“丸の内の大家さん”とも称される三菱地所ですが、この10年にわたって株価が下落し続けています。それによって実質PBRは0.4倍という割安な水準となっています。この割安さに、今来日中のバフェットも注目するのではないかと私は考えています。(『 バリュー株投資家の見方|つばめ投資顧問 バリュー株投資家の見方|つばめ投資顧問 』栫井駿介)
プロフィール:栫井駿介(かこいしゅんすけ)
株式投資アドバイザー、証券アナリスト。1986年、鹿児島県生まれ。県立鶴丸高校、東京大学経済学部卒業。大手証券会社にて投資銀行業務に従事した後、2016年に独立しつばめ投資顧問設立。2011年、証券アナリスト第2次レベル試験合格。2015年、大前研一氏が主宰するBOND-BBTプログラムにてMBA取得。
三菱地所の事業内容
改めて三菱地所がどのような事業を行っているか見てみます。
不動産業には主に「賃貸」と「分譲」がありますが、三菱地所は賃貸が主となっています。
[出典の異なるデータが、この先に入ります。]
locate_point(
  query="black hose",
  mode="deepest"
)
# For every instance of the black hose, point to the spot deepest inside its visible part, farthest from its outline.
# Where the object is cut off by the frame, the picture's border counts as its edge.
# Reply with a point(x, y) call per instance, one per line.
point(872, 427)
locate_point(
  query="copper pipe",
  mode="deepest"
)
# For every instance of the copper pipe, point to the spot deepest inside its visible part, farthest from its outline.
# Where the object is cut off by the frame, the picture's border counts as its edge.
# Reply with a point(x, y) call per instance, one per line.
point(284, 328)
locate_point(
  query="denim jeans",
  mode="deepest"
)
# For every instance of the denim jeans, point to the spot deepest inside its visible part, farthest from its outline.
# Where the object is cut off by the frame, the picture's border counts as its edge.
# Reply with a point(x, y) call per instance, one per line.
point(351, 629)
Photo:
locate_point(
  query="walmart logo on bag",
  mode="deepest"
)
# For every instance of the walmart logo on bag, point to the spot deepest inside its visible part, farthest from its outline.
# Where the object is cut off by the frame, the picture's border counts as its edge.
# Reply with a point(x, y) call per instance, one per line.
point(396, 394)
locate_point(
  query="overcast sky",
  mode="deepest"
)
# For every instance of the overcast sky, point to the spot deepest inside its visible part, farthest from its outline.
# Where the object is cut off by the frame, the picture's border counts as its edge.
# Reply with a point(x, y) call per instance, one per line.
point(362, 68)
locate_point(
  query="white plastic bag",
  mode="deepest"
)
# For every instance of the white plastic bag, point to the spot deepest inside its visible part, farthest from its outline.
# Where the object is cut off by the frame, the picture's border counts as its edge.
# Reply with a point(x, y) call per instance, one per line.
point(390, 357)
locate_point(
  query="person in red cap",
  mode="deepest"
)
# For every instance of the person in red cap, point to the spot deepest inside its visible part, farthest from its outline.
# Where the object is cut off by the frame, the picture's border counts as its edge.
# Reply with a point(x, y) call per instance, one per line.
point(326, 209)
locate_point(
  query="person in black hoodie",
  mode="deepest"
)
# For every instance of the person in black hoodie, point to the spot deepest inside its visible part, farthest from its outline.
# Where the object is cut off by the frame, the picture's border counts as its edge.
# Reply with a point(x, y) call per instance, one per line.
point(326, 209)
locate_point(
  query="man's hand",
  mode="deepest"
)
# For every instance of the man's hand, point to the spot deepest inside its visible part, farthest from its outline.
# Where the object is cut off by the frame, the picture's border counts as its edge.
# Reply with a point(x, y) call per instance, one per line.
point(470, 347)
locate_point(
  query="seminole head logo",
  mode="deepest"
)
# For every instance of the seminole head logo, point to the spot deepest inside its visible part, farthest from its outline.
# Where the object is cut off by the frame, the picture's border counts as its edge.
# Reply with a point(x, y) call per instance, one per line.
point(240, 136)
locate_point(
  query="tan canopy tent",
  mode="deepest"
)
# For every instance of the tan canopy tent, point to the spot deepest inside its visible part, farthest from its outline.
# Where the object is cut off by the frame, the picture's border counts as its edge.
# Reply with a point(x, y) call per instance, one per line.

大手町パークビルや山王パークタワー、丸ビル、新丸ビルと、都心の一等地を押さえていて、歴史もある企業です。
業績好調なのになぜ株価が下がるのか
三菱地所の過去10年のチャートです。

三菱地所<8802> 月足(SBI証券提供)
10年前は一時3,200円あったものが今は1,600円なので、約半分になってしまっています。
しかし、業績は実は右肩上がりです。

三菱地所<8802> 業績(SBI証券提供)
これを見ると、今は割安に見えます。
PBRは1倍程度ということで、この時点で割安感は漂っています。
業績も伸びていて地盤も盤石なのになぜ株価が下がっているのでしょうか。
<不動産価格下落の懸念>
コロナ禍以降、不動産価格の下落が懸念されています。
足元では空室率が上がっていて、コロナ禍でのリモートワークの浸透でオフィスビルの需要が減るのではないかという見方もあります。
また、2023年に、特に都心を中心に多くの大規模なビルのオフィスの供給があります。
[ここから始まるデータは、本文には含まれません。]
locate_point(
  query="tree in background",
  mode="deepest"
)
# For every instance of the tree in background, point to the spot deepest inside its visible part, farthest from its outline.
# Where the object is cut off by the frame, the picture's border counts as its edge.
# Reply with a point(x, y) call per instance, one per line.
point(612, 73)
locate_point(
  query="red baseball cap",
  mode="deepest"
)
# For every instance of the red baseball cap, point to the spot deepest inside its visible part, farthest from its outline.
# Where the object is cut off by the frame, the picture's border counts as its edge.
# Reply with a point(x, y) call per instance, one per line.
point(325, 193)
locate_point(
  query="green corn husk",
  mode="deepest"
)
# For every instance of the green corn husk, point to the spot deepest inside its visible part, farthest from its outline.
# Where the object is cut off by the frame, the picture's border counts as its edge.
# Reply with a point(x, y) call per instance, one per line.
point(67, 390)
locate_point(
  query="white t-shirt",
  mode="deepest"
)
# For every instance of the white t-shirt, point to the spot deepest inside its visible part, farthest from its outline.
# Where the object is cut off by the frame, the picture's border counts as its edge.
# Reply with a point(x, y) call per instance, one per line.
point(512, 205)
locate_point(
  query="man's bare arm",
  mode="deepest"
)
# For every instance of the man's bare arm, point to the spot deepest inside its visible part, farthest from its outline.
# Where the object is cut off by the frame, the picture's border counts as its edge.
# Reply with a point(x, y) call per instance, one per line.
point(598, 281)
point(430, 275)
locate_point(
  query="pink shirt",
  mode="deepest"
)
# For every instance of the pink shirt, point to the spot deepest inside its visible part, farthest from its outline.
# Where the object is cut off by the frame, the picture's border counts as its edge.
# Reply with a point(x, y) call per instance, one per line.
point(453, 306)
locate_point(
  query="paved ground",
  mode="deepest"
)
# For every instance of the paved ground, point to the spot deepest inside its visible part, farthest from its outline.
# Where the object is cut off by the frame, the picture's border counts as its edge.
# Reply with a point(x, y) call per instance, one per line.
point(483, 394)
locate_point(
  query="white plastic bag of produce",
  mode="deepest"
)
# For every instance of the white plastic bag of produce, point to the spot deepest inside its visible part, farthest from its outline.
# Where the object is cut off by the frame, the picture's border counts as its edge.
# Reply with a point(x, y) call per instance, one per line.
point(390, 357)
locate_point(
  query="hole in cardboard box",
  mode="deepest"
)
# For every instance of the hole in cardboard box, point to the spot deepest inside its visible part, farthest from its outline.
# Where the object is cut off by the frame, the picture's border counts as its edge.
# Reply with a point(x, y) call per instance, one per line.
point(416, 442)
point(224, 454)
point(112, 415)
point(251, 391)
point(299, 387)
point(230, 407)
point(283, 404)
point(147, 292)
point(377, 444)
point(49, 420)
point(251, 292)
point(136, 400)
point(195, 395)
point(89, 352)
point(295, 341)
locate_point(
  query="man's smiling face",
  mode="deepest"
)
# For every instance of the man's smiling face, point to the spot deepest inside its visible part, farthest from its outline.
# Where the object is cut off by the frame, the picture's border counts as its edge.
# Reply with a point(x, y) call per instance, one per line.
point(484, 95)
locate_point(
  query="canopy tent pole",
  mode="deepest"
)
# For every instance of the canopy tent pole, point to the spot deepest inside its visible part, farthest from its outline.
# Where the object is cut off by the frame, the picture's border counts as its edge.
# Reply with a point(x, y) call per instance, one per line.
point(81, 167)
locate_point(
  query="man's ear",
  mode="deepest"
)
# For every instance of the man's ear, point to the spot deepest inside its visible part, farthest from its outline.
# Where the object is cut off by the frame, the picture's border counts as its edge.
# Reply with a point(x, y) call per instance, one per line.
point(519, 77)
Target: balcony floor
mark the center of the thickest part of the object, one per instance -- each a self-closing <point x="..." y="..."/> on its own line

リモートワークが浸透してきている中でのオフィスの大量供給で、価格が下がる可能性があり、空室率の上昇という形で現れています。
そもそも「不動産は大丈夫なのか?」という考えが大勢を占めている状況です。
<金利上昇リスク>
金利が上がると、お金の流れが停滞し、結果的に物件価格が下がると言われています。
三菱地所も同じように借り入れによって資金を調達しているので、金利が上がると支払利息が増えて財務が悪化することも懸念されています。
<成長性に疑問>
丸の内という都心の一等地でやってきましたが、逆に言うとそこから大きく出ていないので、エリアが限られていて成長が難しいのではないかと言われています。